Understanding C# Collection

C# Collections – Behind the Scene: A Must for Every C# Programmers

Atul Sharma

In this article, we saw which C# Collection should we use in which scenario. That is all about the business requirements and implementation, not giving much attention to performance. So in this article, we will learn more about the internal implementation of collections. Yes, it is not too much, to be a good programmer, you need to have some basic level of understanding of how that is implemented.

All C# collections are implemented using some basic data structure in the background so based on this, I have categorized them into 4 parts as

  1. Array-Based Collections
  2. LinkedList Collection
  3. Hash Table Based Collections
  4. Binary Tree-Based Collection

Here we will look in more detail and see how they may impact performance and what care should we take for each of them?

1) Array-Based Collection –

Before going further, let us first understand the Array.

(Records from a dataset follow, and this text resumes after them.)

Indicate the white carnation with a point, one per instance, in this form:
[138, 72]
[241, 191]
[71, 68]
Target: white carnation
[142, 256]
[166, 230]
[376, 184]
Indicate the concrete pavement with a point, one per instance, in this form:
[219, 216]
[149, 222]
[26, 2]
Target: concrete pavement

This is the basic collection and we are talked about this in Chapter #1, so we will just relook some of its characteristics and a bit more –

  1. An array is a type-safe collection – Having type safety in a collection is great.
  2. Memory allocation is contiguous – This makes the iteration faster.
  3. Size of an Array is fixed – Most of the things are decided at run time so it could not be a good option.
  4. To increase the size of an array, we will have to copy that to another bigger array – Another issue when we don’t know the size in the beginning.
See also  Events & Delegates in C#

To address the problem mentioned in #3 and #4, ArrayList was introduced. An ArrayList can store as many as elements we want so NO SIZE restriction.

But it doesn’t have the good characteristics of Array as mentioned in #1.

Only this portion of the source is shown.